October 2nd, 2025 2 Minute Read Press Release

New Report: The Fiscal Limits of Decarceration

A decade of decarceration efforts has not translated into meaningful taxpayer savings

NEW YORK, NY — The U.S. prison population has declined in recent years. Both progressive reformers and Republican budget hawks have supported this trend, often arguing that it saves taxpayers money. However, in a new Manhattan Institute report, Joshua Crawford, director of criminal justice initiatives at Georgia Center for Opportunity, examines more than a decade of decarceration efforts and concludes that shrinking prison populations does not translate into meaningful taxpayer savings.

Despite widespread claims that criminal justice reforms would lighten state budgets, Crawford finds corrections spending rose even in states that dramatically reduced their incarcerated populations. Between 2010 and 2023, state prison populations dropped by 24% nationwide. Yet over roughly the same period, corrections spending increased 28% in real dollars.
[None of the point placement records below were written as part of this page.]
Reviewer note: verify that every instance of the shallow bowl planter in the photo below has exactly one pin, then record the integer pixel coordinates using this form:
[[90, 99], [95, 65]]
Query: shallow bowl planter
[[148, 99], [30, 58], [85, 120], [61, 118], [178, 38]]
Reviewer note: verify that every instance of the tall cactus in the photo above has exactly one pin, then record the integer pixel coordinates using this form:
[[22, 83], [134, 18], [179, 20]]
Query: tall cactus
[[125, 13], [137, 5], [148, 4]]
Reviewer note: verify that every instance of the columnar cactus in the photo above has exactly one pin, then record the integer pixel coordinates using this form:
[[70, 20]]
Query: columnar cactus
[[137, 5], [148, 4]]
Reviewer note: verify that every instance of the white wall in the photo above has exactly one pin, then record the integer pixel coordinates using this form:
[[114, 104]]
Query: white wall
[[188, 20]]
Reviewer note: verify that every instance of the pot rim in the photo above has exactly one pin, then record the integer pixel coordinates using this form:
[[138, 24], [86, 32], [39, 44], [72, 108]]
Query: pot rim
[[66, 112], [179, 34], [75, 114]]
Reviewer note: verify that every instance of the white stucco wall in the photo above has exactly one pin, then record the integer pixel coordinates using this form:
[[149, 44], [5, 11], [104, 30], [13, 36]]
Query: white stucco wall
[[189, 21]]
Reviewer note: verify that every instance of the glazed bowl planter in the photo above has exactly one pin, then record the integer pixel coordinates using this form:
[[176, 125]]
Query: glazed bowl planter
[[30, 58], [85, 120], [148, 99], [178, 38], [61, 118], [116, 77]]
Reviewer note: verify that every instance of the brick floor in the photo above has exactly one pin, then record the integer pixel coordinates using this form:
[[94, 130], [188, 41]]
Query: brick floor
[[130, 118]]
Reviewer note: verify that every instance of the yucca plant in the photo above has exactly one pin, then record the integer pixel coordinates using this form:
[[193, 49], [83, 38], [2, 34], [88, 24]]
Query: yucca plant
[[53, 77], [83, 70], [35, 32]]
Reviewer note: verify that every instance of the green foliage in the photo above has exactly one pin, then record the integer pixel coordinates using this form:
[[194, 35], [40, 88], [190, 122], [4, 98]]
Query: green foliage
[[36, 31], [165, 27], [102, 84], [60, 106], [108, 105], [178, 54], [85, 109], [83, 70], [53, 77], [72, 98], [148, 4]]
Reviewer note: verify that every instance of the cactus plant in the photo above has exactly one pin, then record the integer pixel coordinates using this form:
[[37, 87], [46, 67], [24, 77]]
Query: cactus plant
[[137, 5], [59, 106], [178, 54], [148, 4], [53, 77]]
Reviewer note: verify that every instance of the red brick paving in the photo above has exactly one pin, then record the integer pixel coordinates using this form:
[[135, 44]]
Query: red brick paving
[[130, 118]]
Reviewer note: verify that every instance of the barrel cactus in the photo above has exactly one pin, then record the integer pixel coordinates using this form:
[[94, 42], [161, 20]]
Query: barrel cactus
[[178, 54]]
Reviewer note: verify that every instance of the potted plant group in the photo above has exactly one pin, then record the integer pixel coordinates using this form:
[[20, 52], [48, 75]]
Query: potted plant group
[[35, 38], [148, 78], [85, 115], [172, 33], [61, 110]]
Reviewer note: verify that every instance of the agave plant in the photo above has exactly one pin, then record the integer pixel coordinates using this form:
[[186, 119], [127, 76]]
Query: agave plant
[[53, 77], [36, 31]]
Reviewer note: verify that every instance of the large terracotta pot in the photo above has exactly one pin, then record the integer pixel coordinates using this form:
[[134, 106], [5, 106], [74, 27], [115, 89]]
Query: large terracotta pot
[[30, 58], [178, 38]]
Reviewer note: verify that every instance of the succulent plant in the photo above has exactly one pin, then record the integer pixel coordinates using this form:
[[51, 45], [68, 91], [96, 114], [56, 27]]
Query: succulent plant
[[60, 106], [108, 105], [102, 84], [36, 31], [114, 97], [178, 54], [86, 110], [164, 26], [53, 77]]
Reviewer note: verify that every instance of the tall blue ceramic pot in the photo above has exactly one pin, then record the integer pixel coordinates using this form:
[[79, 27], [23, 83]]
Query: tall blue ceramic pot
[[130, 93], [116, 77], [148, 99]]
“Policymakers across the spectrum have sold criminal justice reform as a way to save money. But the data tell a different story,” Crawford says. “Because prison budgets are driven by fixed costs like payroll, maintenance, and facilities, modest reductions in the number of inmates don’t free up meaningful savings. Unless states close prisons or dramatically cut staffing, costs remain largely unchanged.”

Key Findings:

  • Savings based on per-prisoner cost estimates are misleading. Dividing total costs by the number of inmates ignores fixed, short-run, and long-term costs of incarceration. After factoring for these variables, reducing 1,000 inmates in Illinois, for example, would yield savings of about $12.5 million—not the $70 million suggested by “per prisoner” cost calculations.
  • Corrections remains a small share of state budgets. Even with growth, corrections consistently makes up less than 5% of state spending, far behind education (25%–35%), welfare (20%–25%), highways (5%–10%), and hospitals and health care (5%–10%).
  • Further reductions to the prison population would require difficult trade-offs. With 63% of state prisoners incarcerated for violent crimes, deeper cuts to prison populations would necessitate releasing serious or repeat offenders.